Das ist nicht Sinn und Zweck davon. Wir befinden uns in einer absoluten Ausnahmesituation. Wir wollen mit dem neuen Modus die Situation in den Ligen mit 20 Mannschaften entspannen und dann wieder zur alten Struktur zurückkehren. Mann muss sich das mal vorstellen. Wenn wir die kommende Saison ganz normal gespielt hätten, wären auf uns 38 Spieltage zugekommen plus Sommerund Winterpause. Das halte ich nicht für durchführbar, vor allem nicht im Allgäu. Das hätte auch viele Wochenspieltage zur Folge gehabt, was auch nicht ideal ist.
Der WFV hat auch so etwas wie einen Corona-Paragraphen eingeführt. Was hat das für einen Vorteil?

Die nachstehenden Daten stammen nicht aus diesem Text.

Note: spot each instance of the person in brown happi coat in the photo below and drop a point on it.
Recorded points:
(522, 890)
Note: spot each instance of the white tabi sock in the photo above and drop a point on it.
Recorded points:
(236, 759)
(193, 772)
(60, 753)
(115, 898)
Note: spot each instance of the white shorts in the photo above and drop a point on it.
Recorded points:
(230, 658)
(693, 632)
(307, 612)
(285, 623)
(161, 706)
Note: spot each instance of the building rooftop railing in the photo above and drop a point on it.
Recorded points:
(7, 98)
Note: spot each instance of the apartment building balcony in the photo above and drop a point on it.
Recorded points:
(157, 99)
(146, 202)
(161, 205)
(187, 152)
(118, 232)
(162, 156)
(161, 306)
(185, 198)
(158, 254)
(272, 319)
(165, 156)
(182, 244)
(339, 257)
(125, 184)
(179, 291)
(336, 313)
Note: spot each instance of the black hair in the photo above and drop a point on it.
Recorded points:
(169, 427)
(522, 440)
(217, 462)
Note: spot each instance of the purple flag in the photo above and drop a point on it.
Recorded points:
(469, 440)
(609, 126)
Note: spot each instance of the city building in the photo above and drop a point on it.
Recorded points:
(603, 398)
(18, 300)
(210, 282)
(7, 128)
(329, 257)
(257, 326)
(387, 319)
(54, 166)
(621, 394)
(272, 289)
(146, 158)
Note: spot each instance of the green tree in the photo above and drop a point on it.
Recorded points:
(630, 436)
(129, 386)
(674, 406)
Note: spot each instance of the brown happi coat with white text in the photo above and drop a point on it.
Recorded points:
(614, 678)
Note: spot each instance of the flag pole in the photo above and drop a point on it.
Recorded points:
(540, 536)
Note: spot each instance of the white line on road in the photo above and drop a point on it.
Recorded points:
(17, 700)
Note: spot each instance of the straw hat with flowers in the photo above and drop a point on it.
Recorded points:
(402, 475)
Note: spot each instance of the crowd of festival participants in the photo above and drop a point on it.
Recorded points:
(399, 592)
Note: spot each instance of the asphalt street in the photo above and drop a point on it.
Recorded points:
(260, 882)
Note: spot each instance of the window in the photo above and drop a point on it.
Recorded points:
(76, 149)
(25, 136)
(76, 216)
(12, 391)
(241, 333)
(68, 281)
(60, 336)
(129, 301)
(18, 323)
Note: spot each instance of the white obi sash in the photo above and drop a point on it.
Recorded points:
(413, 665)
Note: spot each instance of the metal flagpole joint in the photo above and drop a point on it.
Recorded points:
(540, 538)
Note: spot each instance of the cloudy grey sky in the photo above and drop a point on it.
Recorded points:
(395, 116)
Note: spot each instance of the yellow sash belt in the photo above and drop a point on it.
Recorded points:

Einen einzelnen Paragraphen dazu gibt es zwar nicht, aber es sind einige Änderungen in der Spielordnung vorgenommen worden – für den Fall, dass so etwas wieder passiert. Wenn es wieder einen verbandsweiten Shutdown geben sollte, würde bei mehr als 50 Prozent gespielter Spiele die Quotientenregel greifen, bei weniger als 50 Prozent würde die Saison annulliert. Es gäbe zudem nicht nur Aufsteiger, sondern auch Absteiger.
Das wissen die Vereine jetzt vorher, damit es hinterher keine Probleme und Beschwerden geben kann. Die rechtlichen Grundlagen im Falle einer erneuten Pandemie sind somit geschaffen.

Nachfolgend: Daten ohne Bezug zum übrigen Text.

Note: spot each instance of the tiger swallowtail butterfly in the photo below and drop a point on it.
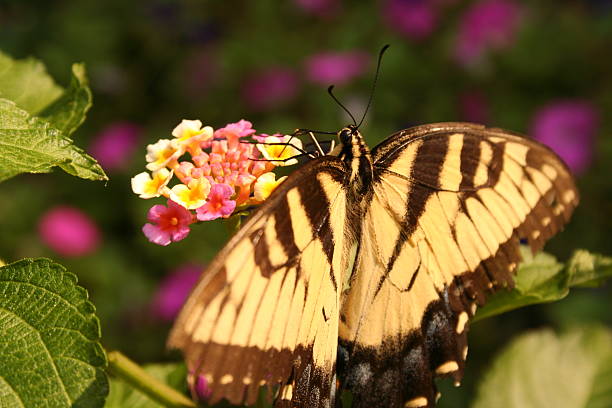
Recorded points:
(361, 271)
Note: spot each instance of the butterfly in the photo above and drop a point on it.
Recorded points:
(361, 271)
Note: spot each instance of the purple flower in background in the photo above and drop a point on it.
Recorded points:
(270, 88)
(114, 146)
(486, 25)
(336, 67)
(68, 231)
(200, 390)
(569, 128)
(415, 19)
(173, 291)
(321, 8)
(474, 107)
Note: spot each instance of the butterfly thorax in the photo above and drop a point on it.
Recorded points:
(356, 154)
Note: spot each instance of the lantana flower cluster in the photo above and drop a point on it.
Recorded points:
(217, 173)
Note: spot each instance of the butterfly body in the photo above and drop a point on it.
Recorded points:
(362, 269)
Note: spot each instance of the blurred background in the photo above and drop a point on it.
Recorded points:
(540, 67)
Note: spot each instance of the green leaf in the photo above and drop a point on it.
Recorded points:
(588, 270)
(124, 395)
(50, 353)
(27, 83)
(540, 369)
(31, 144)
(542, 279)
(68, 112)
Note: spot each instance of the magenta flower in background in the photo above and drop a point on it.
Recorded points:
(69, 231)
(569, 128)
(218, 203)
(474, 107)
(114, 146)
(336, 67)
(170, 224)
(486, 25)
(173, 291)
(321, 8)
(415, 19)
(270, 88)
(200, 390)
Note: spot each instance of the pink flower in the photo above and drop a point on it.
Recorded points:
(474, 107)
(270, 88)
(321, 8)
(569, 128)
(486, 25)
(200, 389)
(336, 68)
(170, 224)
(218, 204)
(68, 231)
(415, 19)
(114, 146)
(173, 291)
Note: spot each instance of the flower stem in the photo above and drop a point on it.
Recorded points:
(133, 374)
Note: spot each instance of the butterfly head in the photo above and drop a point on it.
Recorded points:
(349, 136)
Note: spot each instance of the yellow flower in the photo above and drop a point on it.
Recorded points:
(161, 153)
(281, 151)
(148, 187)
(190, 128)
(265, 185)
(193, 195)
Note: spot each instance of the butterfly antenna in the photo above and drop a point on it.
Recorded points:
(331, 93)
(380, 54)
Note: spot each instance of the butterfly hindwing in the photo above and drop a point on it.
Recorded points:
(451, 204)
(266, 310)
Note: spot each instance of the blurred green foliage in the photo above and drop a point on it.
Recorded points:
(155, 63)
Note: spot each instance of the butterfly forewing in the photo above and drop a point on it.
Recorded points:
(451, 204)
(266, 310)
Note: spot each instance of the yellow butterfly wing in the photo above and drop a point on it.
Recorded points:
(266, 309)
(451, 204)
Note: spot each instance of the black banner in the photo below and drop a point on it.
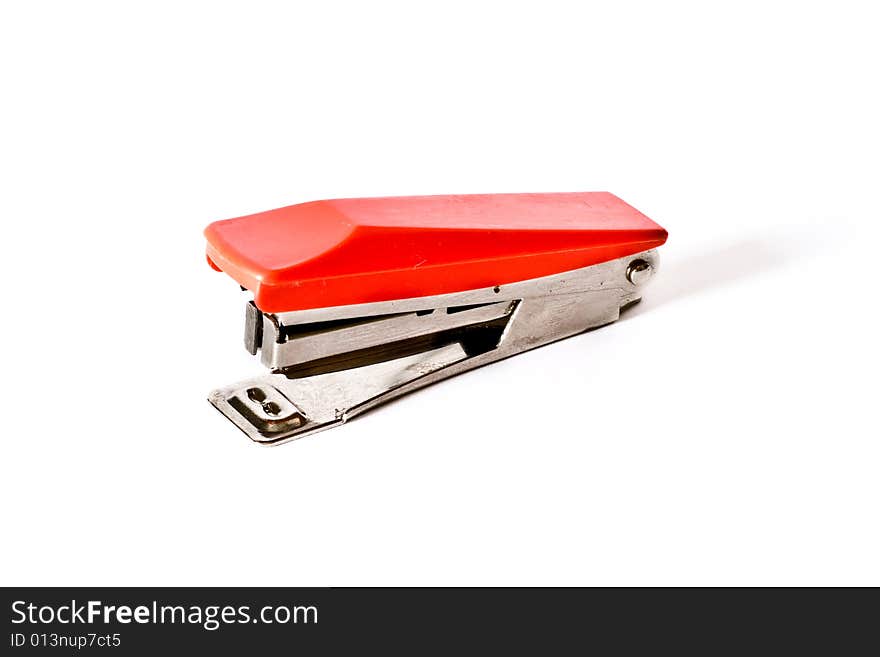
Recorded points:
(411, 621)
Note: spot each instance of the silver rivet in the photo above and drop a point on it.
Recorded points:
(639, 271)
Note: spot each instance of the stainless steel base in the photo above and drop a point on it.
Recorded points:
(330, 364)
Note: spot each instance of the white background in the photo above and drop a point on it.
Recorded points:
(723, 432)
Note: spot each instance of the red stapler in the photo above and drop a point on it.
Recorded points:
(358, 301)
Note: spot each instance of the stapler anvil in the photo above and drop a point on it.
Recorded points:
(358, 301)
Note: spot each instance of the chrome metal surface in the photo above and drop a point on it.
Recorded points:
(330, 364)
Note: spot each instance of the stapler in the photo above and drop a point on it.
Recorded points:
(358, 301)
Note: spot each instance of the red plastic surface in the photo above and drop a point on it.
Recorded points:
(347, 251)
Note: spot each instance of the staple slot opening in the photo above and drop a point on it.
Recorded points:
(475, 339)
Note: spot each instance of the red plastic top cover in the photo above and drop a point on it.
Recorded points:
(348, 251)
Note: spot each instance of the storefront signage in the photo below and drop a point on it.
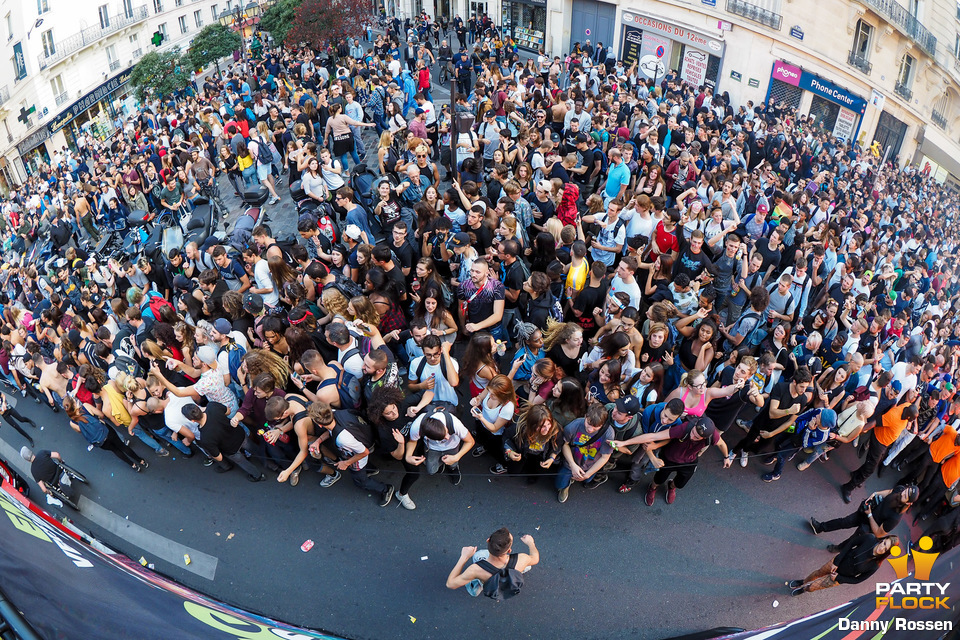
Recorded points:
(832, 92)
(786, 73)
(87, 101)
(672, 31)
(694, 67)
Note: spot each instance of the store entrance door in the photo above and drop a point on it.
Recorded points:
(890, 133)
(593, 21)
(826, 113)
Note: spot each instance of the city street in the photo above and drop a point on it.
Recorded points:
(610, 566)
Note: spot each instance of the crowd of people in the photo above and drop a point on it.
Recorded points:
(613, 274)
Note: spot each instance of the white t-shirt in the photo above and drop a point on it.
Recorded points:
(452, 441)
(263, 280)
(442, 391)
(493, 413)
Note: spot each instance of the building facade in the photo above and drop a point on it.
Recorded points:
(885, 71)
(69, 62)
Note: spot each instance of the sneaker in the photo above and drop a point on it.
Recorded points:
(815, 525)
(651, 495)
(386, 496)
(329, 481)
(455, 476)
(596, 481)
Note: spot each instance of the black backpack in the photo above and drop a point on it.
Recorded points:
(505, 582)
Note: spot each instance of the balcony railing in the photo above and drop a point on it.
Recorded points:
(755, 13)
(91, 35)
(907, 22)
(857, 60)
(939, 119)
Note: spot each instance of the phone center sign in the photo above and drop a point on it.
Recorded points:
(672, 31)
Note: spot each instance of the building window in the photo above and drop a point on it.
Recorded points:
(940, 108)
(48, 46)
(59, 92)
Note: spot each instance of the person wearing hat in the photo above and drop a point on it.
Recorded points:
(211, 383)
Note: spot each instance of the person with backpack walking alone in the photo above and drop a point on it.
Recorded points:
(497, 572)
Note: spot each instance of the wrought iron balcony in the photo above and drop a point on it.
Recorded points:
(857, 60)
(755, 13)
(897, 14)
(938, 119)
(91, 35)
(903, 91)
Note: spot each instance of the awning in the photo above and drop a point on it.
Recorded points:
(941, 150)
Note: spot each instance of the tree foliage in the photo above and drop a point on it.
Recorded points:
(160, 74)
(212, 43)
(319, 22)
(278, 18)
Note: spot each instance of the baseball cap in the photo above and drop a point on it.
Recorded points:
(629, 405)
(460, 239)
(222, 325)
(828, 418)
(252, 303)
(207, 354)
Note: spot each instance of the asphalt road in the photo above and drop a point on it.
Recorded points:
(611, 567)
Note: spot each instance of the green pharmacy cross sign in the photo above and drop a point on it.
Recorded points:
(24, 116)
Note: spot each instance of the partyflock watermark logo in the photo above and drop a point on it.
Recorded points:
(908, 595)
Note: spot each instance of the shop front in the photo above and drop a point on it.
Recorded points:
(660, 47)
(834, 108)
(526, 22)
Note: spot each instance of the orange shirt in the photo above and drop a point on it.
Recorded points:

Sie haben gesagt, dass Sie immer noch ganz leichte Bauchschmerzen haben, wenn jetzt wieder Fußball gespielt wird. Wie geht es Ihnen mit dem Bezirkspokalfinale, das für 1. August in Leutkirch angesetzt ist und zu dem bis zu 500 Menschen kommen dürften? Wenn die Hygienevorschriften eingehalten werden, ist das alles in Ordnung. Der Veranstalter weiß, was er zu tun hat. Es wird personalisierte Eintrittskarten geben, zudem herrschen auf der Tribüne die bekannten Abstandsregeln.

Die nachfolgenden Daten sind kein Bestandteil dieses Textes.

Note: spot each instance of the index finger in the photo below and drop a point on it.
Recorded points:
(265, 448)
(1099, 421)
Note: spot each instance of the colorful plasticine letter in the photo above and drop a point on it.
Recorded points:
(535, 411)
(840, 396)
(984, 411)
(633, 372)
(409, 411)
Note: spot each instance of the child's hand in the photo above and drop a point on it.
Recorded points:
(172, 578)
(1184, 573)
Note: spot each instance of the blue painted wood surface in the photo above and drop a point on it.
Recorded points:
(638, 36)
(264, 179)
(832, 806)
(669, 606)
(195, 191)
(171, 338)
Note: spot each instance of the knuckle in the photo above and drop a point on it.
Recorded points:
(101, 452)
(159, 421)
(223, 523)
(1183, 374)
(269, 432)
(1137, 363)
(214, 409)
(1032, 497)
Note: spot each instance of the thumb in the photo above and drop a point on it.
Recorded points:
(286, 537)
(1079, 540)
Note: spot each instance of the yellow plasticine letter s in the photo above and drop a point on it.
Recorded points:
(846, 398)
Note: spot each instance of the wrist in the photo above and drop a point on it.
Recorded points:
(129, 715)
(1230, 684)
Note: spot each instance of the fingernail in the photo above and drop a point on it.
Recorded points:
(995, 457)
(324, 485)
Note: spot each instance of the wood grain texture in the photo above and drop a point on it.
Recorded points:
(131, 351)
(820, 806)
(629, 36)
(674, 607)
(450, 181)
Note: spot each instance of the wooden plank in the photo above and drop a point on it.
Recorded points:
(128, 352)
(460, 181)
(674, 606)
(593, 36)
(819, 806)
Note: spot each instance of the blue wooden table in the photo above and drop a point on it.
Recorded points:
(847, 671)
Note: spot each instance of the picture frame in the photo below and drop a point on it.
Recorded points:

Der FC Leutkirch hat das Finale bereits zugesprochen bekommen, als er selbst noch im Wettbewerb stand. Wie kam es dazu?
In dieser einzigartigen Ausnahmesituation müssen wir froh sein, dass es überhaupt einen Verein gab, der sich bereit erklärt hat, diese Aufgabe zu übernehmen. Wir sind dem FC Leutkirch deshalb sehr dankbar. Und da die Mannschaft ja inzwischen ausgeschieden ist, wird es auch keinen Heimvorteil geben.